Last April, Blackstone appointed Oron to head its new offices in Tel Aviv and oversee its technology investments in Israel in the private equity firm’s new Blackstone Growth (BXG) fund, which raised $4.5 billion and touted as the “largest first-time growth equity vehicle in history”. The fund has already made significant investments in major tech companies like Bumble and MIT spin-off Ginger, which was recently merged with another Blackstone acquisition to form the biggest on-demand mental health app on the market.
Before scoring the gig at Leumi Bank, Oron was a managing partner for her father’s venture capital firm, Vertex Venture Capital (VVC). Yoram Oron’s connections to the Israeli military industrial complex run deep. In 1984, he founded Reshef Technologies (after a Canaanite god of war), which produced “next generation […] fuses for guided missiles, mortars, tanks, artillery and rockets” for the IDF. He also co-founded a “provider of equipment, software, and service for integrated wireless voice and data” called Geotek Communications, where he managed its military division.
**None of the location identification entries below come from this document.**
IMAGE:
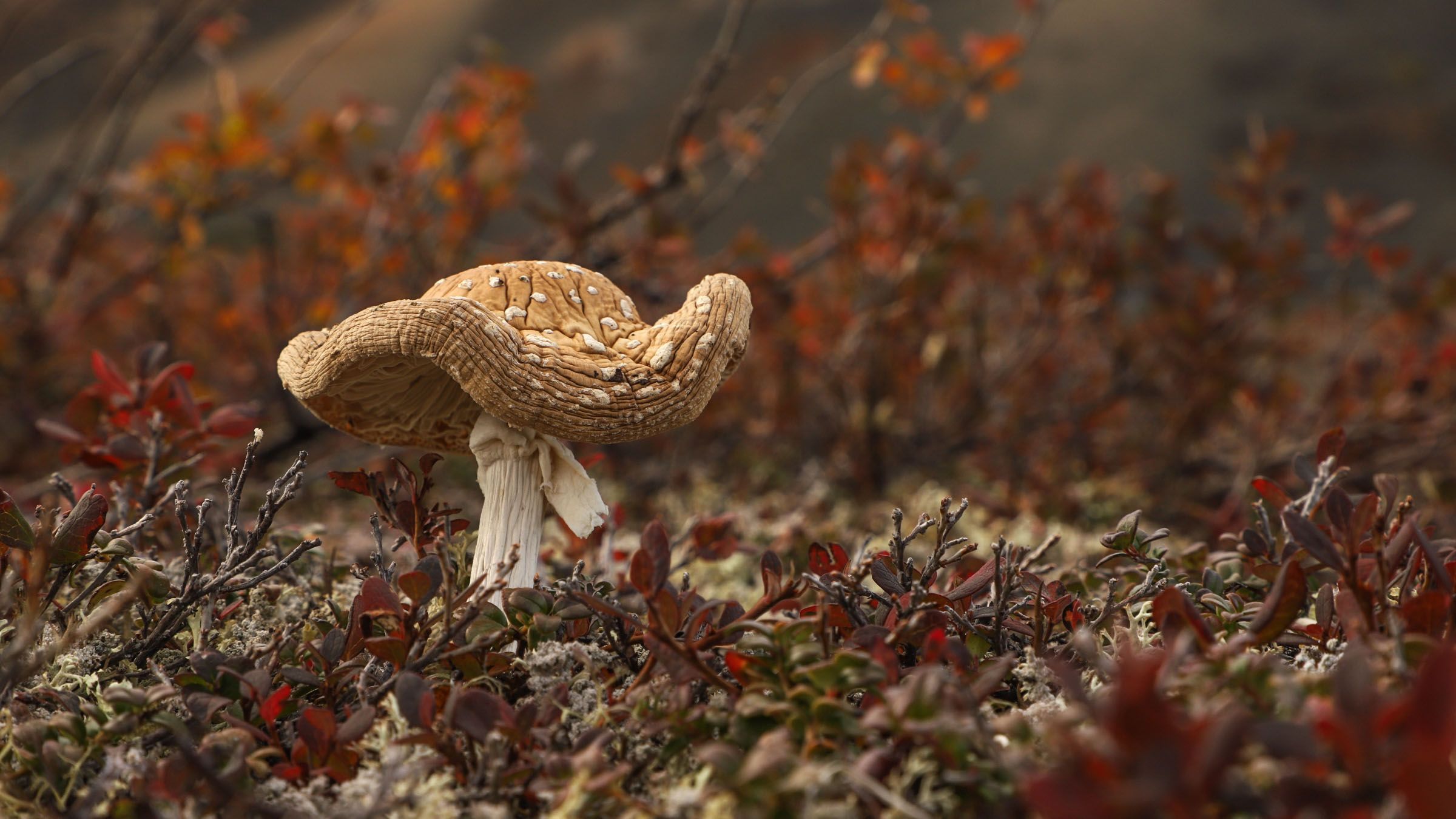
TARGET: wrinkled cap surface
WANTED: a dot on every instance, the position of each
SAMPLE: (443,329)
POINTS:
(544,346)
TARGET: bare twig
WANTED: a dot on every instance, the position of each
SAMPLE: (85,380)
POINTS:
(37,73)
(784,110)
(348,24)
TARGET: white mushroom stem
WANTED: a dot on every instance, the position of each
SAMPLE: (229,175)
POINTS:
(517,471)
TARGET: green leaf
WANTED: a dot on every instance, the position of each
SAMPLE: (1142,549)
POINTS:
(106,591)
(15,530)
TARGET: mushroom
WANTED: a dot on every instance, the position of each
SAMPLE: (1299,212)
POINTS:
(508,360)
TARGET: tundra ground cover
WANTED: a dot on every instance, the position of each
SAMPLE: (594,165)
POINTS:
(183,637)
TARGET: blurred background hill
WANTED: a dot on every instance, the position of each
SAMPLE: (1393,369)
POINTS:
(1047,254)
(1129,84)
Blackstone’s Tel Aviv office inauguration and selection of Oron’s daughter to lead it came weeks after the Israeli committee’s report recommended the development of a refreshed AI strategy, citing the country’s “lag” in the sector. American lawmakers, however, relied on the tried-and-true appeals to national security and framed the proposed legislation as a way to counter “Chinese advancements in the field”.
Evil in Bulk
Blackstone co-founder and CEO Steven A. Schwarzman has all the bases covered. Not only does his private equity behemoth collect the rent and mortgage payments for most Americans who don’t depend on government-assisted housing, he also has the inside track on the exponential profits of “smart home” integrations and its AI-reliant technologies, which are now going to be taken to the next level of development by government subsidies.
The private equity firm’s decision to open a branch in Israel came only three months after Oron’s appointment, when U.S. Senators Marco Rubio (R-FL) and Maria Cantwell (D-WA) introduced a bill to create $50 million collaborative effort between the governments of Israel and the U.S. to “establish the United States–Israel Artificial Intelligence Center to improve artificial intelligence research and development cooperation”.
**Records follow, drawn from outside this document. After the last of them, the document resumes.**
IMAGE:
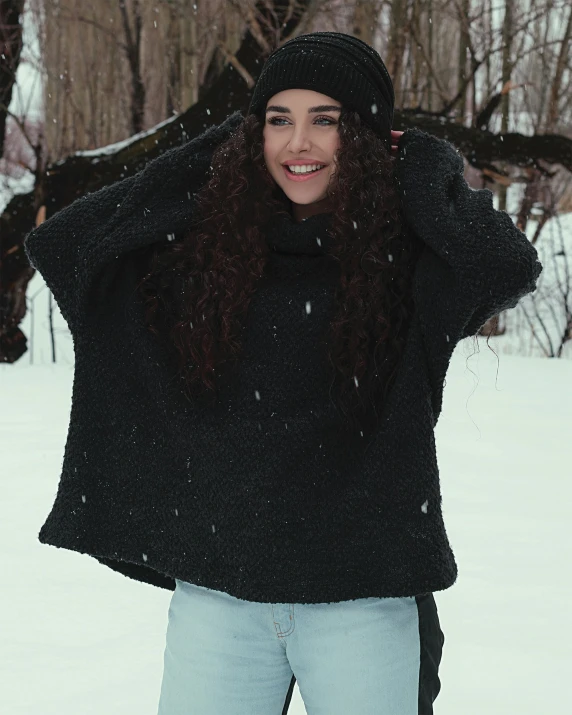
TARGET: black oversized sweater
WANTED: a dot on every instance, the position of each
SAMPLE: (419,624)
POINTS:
(266,494)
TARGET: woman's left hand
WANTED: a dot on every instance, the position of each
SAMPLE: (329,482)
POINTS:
(395,136)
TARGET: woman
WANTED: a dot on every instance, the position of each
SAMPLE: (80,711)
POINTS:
(263,320)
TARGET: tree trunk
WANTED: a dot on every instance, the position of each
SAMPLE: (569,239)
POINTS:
(10,51)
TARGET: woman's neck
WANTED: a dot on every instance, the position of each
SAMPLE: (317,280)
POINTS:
(302,211)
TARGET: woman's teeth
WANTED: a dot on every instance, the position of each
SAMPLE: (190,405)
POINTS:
(304,168)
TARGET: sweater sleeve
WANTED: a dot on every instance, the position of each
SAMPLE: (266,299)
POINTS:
(475,263)
(493,263)
(75,247)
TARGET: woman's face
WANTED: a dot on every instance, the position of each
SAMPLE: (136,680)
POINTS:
(301,131)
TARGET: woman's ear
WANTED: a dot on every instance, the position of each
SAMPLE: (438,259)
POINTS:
(41,215)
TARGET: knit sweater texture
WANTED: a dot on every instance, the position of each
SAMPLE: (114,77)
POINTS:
(266,494)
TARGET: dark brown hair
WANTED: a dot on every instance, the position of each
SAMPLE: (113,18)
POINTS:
(221,257)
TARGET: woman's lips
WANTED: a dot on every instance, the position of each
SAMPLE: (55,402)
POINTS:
(301,177)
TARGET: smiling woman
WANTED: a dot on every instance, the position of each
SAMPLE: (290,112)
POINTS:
(301,139)
(263,319)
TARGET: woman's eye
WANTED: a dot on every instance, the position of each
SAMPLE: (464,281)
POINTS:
(276,121)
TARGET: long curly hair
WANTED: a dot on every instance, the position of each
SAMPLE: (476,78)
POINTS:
(217,263)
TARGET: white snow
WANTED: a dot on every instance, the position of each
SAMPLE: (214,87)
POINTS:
(78,637)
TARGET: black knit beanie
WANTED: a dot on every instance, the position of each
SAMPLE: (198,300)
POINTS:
(333,63)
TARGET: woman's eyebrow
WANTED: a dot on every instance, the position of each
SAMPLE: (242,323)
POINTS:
(311,110)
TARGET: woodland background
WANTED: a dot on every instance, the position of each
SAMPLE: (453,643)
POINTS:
(121,81)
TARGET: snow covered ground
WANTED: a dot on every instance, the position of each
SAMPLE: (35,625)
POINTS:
(79,638)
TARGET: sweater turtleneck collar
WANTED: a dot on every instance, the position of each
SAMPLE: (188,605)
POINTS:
(309,236)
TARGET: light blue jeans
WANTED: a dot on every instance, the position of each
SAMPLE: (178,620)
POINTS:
(227,656)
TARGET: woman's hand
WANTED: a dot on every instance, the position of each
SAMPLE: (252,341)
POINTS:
(395,136)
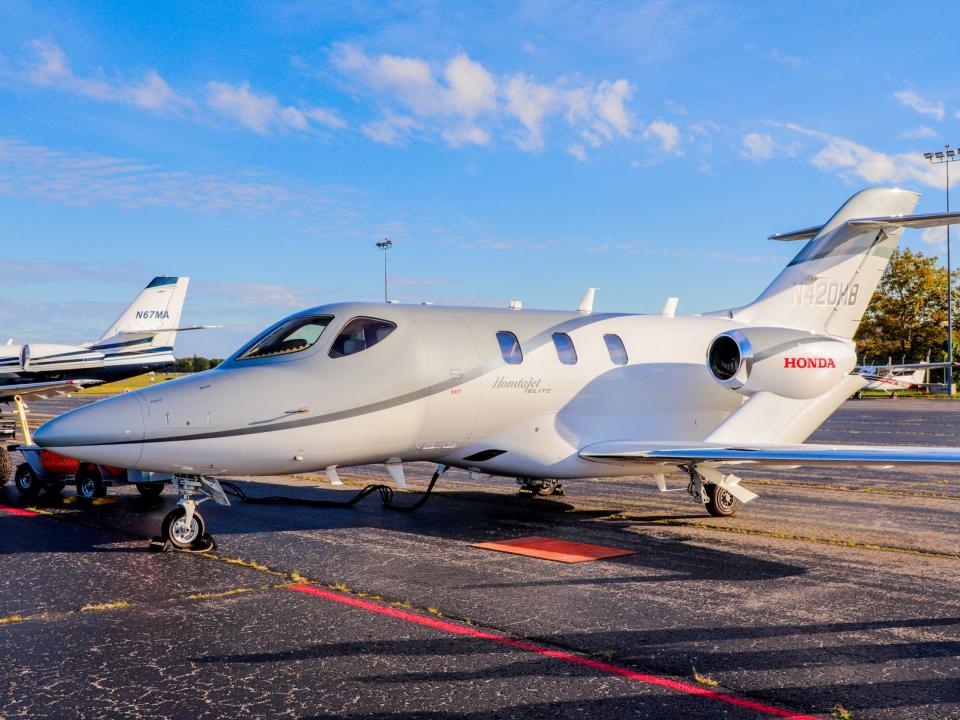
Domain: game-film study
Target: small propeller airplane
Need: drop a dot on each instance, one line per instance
(893, 378)
(526, 393)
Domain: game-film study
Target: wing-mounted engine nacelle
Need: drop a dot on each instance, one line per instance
(790, 363)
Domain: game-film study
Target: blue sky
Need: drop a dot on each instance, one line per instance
(516, 150)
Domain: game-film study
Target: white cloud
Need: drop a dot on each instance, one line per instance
(529, 102)
(257, 112)
(936, 236)
(462, 102)
(578, 152)
(757, 146)
(261, 112)
(793, 61)
(472, 89)
(919, 132)
(391, 130)
(667, 134)
(50, 68)
(917, 103)
(847, 159)
(84, 179)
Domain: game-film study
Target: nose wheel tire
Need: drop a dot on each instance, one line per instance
(179, 533)
(6, 466)
(720, 503)
(150, 489)
(28, 485)
(90, 484)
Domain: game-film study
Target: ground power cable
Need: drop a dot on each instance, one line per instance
(386, 496)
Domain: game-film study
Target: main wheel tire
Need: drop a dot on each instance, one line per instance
(6, 466)
(150, 489)
(547, 487)
(90, 483)
(721, 503)
(54, 488)
(176, 531)
(27, 482)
Last week, five Congressional house members advanced a “companion” bill that would appropriate $10 million a year for the next five years for the National Science Foundation and “other relevant” agencies to create the center in conjunction with the Israeli government, which had previously announced a massive infusion of money into AI development and the creation of a new national program for artificial intelligence.
Together with the firm’s control of logistics along the global supply chain of IoT goods through its commercial warehouse assets, its prime position in the U.S.-sponsored Israeli military-linked tech sector and a corporate yes-man factory in Beijing, Blackstone is in an unbeatable position to make virtually lossless investments for its clients, whether these entail the delivery time of that electric toothbrush waiting for you on the garage floor or the most competitive bulk-price of a military drone manufacturer.